Beyond indexes: How open table formats optimize query performance

eisa01 2 days ago

A lot of upvotes, but no discussion :)

How would you approach migrating a ~5 TB OLTP database that fundamentally constain analytical time series data? I’d think e.g., Apache Iceberg could be a better data store, and make writing much easier (almost just dump a parquet in there)

It’s exposed to the outside world via APIs

marklit 2 days ago

That 5 TB of data will probably be 3-400 GB in Parquet. Try and denormalise the data into a few datasets or just one dataset if you can.
DuckDB querying the data should be able to return results in milliseconds if the smaller columns are being used a better if the row-group stats can be used to answer queries.
You can host those Parquet files on a local disk or S3. A local disk might be cheaper if this is exposed to the outside world as well as giving you a price ceiling on hosting.
If you have a Parquet file with billions of records and row-groups measuring into the thousands then hosting on something like Cloudflare where there is a per-request charge could get a bit expensive if this is a popular dataset.
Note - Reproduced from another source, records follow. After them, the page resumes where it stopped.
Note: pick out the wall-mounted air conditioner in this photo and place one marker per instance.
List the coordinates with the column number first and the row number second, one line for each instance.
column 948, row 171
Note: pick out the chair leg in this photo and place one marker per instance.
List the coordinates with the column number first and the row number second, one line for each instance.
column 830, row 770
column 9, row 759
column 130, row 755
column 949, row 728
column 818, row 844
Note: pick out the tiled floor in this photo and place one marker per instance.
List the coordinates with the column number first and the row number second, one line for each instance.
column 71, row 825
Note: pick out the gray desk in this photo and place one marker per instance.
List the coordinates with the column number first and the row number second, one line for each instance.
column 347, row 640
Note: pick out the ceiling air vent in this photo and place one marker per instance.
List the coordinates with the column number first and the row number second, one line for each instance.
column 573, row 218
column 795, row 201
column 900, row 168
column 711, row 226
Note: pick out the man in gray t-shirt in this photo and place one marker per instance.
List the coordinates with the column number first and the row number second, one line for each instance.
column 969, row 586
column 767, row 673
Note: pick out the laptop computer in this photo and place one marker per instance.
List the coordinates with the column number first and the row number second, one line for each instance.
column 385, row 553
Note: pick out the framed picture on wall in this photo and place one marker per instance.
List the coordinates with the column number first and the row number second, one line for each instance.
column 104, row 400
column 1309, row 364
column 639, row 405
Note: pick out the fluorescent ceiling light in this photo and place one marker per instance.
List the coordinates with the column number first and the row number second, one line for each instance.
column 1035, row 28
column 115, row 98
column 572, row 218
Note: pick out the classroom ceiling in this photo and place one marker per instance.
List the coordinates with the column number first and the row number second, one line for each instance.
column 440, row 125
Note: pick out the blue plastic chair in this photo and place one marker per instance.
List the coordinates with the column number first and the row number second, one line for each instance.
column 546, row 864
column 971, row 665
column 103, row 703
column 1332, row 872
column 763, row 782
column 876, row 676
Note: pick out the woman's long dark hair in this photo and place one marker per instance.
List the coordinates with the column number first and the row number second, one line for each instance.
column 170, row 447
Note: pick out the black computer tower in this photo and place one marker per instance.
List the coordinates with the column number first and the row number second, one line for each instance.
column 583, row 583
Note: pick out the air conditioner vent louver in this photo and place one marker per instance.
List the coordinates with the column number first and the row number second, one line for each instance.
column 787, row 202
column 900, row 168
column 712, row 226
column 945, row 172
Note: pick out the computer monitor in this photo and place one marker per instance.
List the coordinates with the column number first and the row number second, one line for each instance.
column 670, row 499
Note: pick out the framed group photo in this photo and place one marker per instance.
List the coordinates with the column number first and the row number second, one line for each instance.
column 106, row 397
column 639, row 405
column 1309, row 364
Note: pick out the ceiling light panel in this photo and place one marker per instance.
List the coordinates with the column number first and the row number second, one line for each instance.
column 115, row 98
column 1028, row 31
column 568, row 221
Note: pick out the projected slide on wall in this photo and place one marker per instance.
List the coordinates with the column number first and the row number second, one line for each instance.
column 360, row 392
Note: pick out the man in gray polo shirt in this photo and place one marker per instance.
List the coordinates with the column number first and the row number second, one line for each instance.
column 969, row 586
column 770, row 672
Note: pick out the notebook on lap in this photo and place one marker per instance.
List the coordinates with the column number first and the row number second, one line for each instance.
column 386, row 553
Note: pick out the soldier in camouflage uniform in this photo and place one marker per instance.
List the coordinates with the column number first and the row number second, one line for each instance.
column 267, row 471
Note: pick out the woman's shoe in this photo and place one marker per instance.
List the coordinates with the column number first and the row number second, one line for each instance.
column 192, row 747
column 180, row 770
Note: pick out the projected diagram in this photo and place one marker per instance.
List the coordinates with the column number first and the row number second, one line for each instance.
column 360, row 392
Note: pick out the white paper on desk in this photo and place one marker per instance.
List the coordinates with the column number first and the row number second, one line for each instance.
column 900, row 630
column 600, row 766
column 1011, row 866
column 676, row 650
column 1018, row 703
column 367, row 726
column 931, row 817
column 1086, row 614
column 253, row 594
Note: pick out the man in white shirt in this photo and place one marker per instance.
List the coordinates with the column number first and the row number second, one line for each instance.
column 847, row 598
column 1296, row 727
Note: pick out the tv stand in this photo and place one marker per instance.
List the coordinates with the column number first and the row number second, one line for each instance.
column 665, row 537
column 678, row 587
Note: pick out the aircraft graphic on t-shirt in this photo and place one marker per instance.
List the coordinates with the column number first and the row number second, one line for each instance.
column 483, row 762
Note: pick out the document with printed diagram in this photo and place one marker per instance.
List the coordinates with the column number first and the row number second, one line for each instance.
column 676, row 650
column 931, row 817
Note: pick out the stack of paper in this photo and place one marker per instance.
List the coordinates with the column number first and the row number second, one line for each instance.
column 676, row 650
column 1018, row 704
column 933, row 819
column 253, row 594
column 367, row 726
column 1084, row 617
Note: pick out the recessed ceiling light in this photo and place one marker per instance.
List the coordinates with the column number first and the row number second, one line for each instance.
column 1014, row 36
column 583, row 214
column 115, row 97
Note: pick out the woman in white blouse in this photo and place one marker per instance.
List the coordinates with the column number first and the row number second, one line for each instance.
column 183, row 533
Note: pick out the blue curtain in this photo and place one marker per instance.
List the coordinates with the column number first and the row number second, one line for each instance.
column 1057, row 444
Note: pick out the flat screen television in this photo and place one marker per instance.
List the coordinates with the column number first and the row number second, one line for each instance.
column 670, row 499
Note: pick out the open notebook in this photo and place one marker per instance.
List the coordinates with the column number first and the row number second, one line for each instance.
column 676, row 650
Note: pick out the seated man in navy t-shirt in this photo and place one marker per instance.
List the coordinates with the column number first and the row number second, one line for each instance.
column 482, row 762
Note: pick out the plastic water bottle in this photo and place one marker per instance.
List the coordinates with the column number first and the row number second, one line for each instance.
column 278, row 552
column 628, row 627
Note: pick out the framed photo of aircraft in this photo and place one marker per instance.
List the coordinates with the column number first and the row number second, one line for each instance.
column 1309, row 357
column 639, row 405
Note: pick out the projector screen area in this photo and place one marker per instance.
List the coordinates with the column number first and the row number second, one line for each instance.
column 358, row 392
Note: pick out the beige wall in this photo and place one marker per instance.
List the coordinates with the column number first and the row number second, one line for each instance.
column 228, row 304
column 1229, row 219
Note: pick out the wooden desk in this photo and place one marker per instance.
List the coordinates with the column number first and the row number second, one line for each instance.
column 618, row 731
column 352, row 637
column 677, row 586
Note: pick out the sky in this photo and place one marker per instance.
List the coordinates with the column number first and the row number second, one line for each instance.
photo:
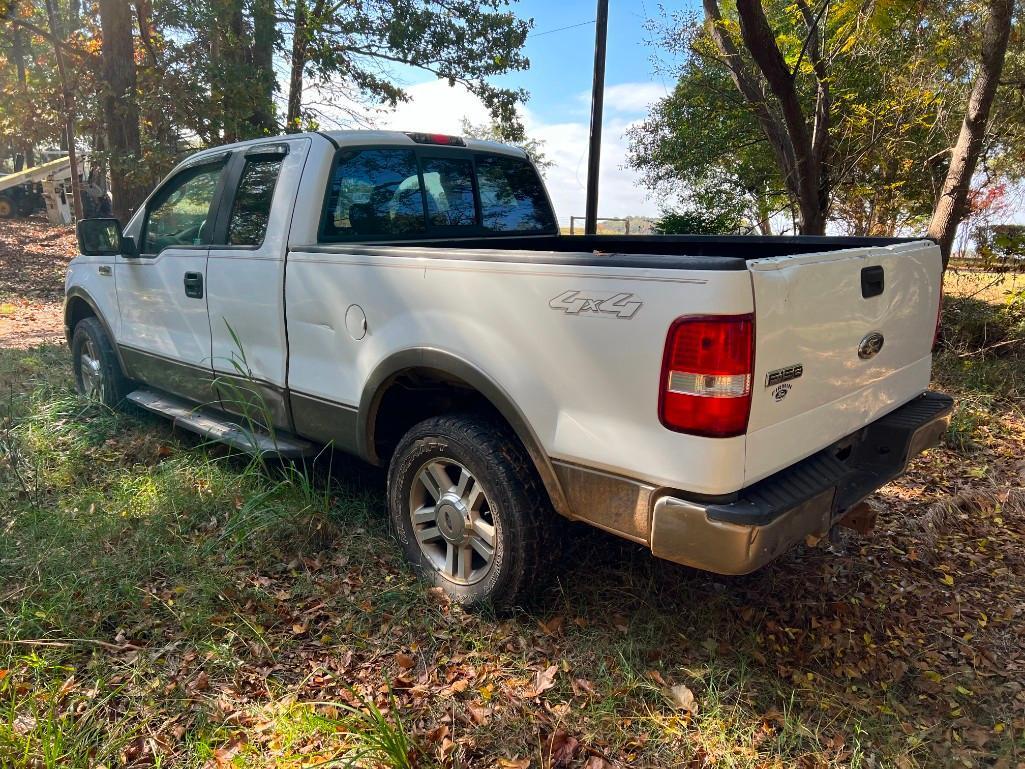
column 559, row 109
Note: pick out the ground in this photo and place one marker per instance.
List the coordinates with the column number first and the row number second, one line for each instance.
column 165, row 603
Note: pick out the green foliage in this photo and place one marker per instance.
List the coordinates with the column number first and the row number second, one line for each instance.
column 696, row 223
column 495, row 131
column 208, row 70
column 899, row 78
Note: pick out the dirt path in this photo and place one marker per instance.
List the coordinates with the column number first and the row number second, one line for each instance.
column 34, row 256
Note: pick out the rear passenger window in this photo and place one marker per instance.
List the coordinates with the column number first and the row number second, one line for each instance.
column 251, row 210
column 374, row 193
column 513, row 198
column 449, row 184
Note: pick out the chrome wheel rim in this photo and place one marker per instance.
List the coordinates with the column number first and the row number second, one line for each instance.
column 91, row 372
column 453, row 521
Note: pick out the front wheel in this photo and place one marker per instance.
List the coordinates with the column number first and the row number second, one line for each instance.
column 97, row 372
column 469, row 511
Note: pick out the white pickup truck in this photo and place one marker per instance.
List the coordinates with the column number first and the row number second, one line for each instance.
column 408, row 298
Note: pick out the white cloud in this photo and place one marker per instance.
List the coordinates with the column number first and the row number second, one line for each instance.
column 437, row 107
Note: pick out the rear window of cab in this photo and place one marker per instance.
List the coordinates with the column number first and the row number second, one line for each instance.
column 396, row 193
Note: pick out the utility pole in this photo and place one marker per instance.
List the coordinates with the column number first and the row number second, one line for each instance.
column 597, row 103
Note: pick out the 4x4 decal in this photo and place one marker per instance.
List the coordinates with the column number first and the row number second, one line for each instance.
column 580, row 302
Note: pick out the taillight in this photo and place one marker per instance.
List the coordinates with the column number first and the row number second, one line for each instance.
column 436, row 138
column 706, row 375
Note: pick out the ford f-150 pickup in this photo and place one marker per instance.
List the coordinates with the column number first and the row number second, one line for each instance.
column 408, row 298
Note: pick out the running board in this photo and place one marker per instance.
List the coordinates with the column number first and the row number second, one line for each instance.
column 218, row 427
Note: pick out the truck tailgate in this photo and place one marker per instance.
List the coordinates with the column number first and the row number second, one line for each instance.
column 841, row 338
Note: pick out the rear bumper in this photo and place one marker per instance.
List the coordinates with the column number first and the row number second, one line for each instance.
column 770, row 517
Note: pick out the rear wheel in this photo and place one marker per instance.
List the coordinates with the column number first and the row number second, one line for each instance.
column 469, row 511
column 97, row 372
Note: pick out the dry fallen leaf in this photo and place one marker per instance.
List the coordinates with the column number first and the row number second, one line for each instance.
column 543, row 681
column 562, row 747
column 683, row 698
column 404, row 660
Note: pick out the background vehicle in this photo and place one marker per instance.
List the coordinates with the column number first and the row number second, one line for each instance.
column 47, row 188
column 407, row 298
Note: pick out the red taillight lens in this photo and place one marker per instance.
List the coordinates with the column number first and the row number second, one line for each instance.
column 705, row 387
column 436, row 138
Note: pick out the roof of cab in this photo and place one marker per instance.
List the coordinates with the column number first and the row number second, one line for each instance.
column 350, row 138
column 399, row 137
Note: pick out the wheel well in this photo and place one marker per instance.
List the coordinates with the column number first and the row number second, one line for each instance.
column 415, row 395
column 78, row 310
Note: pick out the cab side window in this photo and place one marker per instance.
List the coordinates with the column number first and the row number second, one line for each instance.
column 374, row 193
column 251, row 210
column 180, row 213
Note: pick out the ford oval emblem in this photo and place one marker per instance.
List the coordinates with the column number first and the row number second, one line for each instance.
column 870, row 345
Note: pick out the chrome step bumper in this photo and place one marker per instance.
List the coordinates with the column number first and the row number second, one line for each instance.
column 770, row 517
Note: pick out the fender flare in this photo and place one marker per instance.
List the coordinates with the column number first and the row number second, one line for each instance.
column 448, row 363
column 77, row 293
At a minimum, DuckDB will look at the stats for each row-group for any column involved with a query. It might be cheaper just to pay for 400 GB of storage with your hosting provider.
There is a project to convert OSM to Parquet every week and we had to look into some of those issues https://github.com/osmus/layercake/issues/22

victor106 2 days ago

Great article.

Any other resources that provide a comprehensive treatment of open table formats?